RISTTUULES. Martti Helde. 2014.


Comercializada como In the crosswind. Ópera prima de Martti Helde. Por desgracia, estamos acostumbrados a muchas películas sobre el horror del exterminio, de las deportaciones en el marco de los conflictos bélicos, de las penalidades en los espacios de concentración. En realidad, y por desgracia, estamos demasiado acostumbrados al horror pasado y también al presente. En todo caso, como bien sabemos, ha habido horrores más rentabilizados cinematográficamente que otros, y Risttuules posa su mirada maestra en uno bastante desconocido para nosotros: la evacuación forzosa de miles de estonios a campos de trabajo en Siberia en tiempos de Stalin, y también el asesinato de muchos de ellos por tribunales militares que de tribunales tuvieron muy poco y sí mucho de pelotones de ejecución por motivos estrictamente étnicos.

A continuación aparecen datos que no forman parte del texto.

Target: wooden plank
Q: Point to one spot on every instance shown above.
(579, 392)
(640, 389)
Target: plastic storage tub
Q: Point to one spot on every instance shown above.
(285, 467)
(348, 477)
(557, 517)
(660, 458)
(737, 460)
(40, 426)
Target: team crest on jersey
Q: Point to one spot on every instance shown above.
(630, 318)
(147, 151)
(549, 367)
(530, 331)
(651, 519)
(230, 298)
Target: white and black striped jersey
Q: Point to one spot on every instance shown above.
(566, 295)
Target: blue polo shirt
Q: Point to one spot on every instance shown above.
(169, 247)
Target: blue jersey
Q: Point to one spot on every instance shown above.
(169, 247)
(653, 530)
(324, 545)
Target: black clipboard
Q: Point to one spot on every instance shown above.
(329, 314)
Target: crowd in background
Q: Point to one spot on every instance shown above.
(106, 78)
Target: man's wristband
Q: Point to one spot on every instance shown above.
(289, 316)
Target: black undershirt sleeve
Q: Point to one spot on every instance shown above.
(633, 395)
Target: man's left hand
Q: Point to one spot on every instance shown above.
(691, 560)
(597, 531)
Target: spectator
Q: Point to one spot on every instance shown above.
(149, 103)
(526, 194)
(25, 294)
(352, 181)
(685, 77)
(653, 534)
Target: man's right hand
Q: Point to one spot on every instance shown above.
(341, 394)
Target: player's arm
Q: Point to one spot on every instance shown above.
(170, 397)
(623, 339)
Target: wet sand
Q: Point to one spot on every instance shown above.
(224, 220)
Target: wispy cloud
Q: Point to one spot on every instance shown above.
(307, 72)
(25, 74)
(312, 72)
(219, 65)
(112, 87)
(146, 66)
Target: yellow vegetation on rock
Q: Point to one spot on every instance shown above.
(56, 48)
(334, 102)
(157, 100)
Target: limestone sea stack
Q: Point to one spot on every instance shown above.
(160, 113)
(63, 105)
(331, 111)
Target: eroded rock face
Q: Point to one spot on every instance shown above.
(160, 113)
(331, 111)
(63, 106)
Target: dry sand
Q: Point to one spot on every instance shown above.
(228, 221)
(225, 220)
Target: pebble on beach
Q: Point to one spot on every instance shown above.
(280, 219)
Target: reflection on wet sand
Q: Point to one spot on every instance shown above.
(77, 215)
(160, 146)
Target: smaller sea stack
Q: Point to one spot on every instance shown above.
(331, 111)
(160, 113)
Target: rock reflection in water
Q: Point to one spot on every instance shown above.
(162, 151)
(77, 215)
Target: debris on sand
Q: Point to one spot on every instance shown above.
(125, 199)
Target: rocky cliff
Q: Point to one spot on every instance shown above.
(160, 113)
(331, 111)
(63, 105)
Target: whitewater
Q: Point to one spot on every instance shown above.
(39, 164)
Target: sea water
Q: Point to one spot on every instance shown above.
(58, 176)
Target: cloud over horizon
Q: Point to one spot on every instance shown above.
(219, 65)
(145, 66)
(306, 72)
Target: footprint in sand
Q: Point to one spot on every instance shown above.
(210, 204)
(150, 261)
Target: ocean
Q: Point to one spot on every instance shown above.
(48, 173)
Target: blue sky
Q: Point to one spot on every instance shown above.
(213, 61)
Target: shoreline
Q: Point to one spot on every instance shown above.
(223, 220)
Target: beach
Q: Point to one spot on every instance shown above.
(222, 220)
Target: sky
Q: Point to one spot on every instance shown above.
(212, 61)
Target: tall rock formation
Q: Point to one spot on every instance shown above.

La acción nos traslada a Junio de 1941. Erna, su esposo y su hija Eliide son capturados y separados en dos trenes que los llevan a destinos diferentes del espanto: el esposo, Heldur, será torturado y asesinado pocos meses después; Erna y su hija acabarán en un campo de trabajo donde el único pago es un mendrugo de pan. La película, en un exquisito blanco y negro, se articula, desde un principio que evoca a un cierto Terrence Malick, con escenas de detalle de la felicidad de los protagonistas previas a su captura por el ejército soviético —protagonistas que son una metáfora de todo el pueblo estonio—, en trece cuadros como trece retablos, con imágenes suspendidas, congeladas, plenas de expresividad. Hay algo de barroco, de pictórico, en esos instantes detenidos por los que sin embargo el sonido sigue discurriendo: los sonidos del horror cotidiano, de los trenes del holocausto estonio, de las botas que se acumulan en pilas tras los fusilamientos de los hombres, de los susurros de las mujeres aterrorizadas entre los despojos de la tundra, de la música alegre que precede a la triste violación de una sumisa Erna, del hambre que acaba con la vida de la pequeña Eliide. Junto a estos sonidos, la voz en off de Erna, que va desgranando en una larga carta a su esposo, que este jamás recibirá, los recuerdos, el amor, el dolor, la vejación, su mísera vida, la aflicción sin nombre (quien pierde a un esposo es una viuda, quien pierde a un padre es un huérfano, quien pierde a un hijo no tiene nombre) por la muerte de la niña. Todo con una intensidad poética que contradice uno de los dichos más conocidos y desafortunados de Theodor Adorno.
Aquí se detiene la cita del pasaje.